Beijing, China report on Wednesday showed that China’s factory-gate inflation slowed to its lowest level in eight months in February, thanks to tighter coronavirus controls and lower food prices.
Since June last year, the National Bureau of Statistics (NBS) has said that the producer price index (PPI), which shows how much it costs to make things at the factory gate, has risen 8.8% a year. This is the slowest rate since June when coal prices dropped.
It was higher than the 8.6 percent predicted by Bloomberg pollsters but lower than the 9.5 percent in January.
Dong Lijuan, a senior statistician at the National Bureau of Statistics, said that the rise in producer prices last month was caused by rising prices for things like crude oil and non-ferrous metals all over the world.
The consumer price index (CPI), a key measure of retail inflation, rose by 0.9 percent year on year in February, matching the level seen in January.
A steady drop in the cost of food, including a 42% drop in the price of the main meat pig over the last year, has helped to ease inflation fears.
According to a Capital Economics analyst, Russia’s military campaign in Ukraine is expected to slow down the global food supply. China imports barley, sunflower oil, and grain from Ukraine, which is why the price of these products could go up in China.
China’s leaders set a goal of 5.5 percent GDP growth this year, which is the lowest goal since 1991. They also warned that the Ukraine conflict could disrupt global supply lines.

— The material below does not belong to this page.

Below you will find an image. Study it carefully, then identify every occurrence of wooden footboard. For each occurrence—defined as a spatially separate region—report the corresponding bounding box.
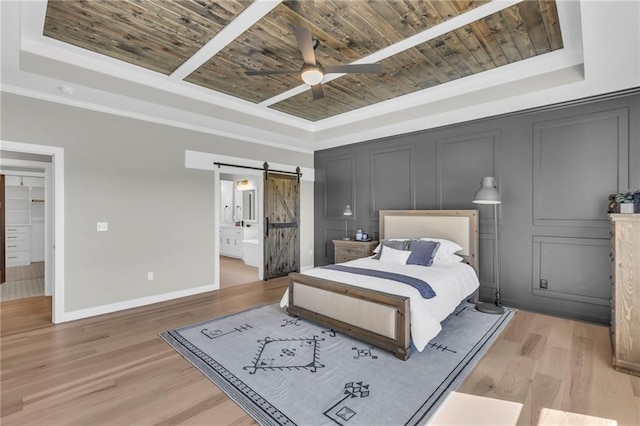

Analysts say that lower inflation could make the People’s Bank of China provide policy help to keep the economy going.
Profitability is being squeezed by rising production costs and low consumer prices, according to Zhiwei Zhang, Chief Economist at Pinpoint Asset Management.
“If high commodity prices continue into the second quarter, the problem for Chinese businesses will grow,” he warned.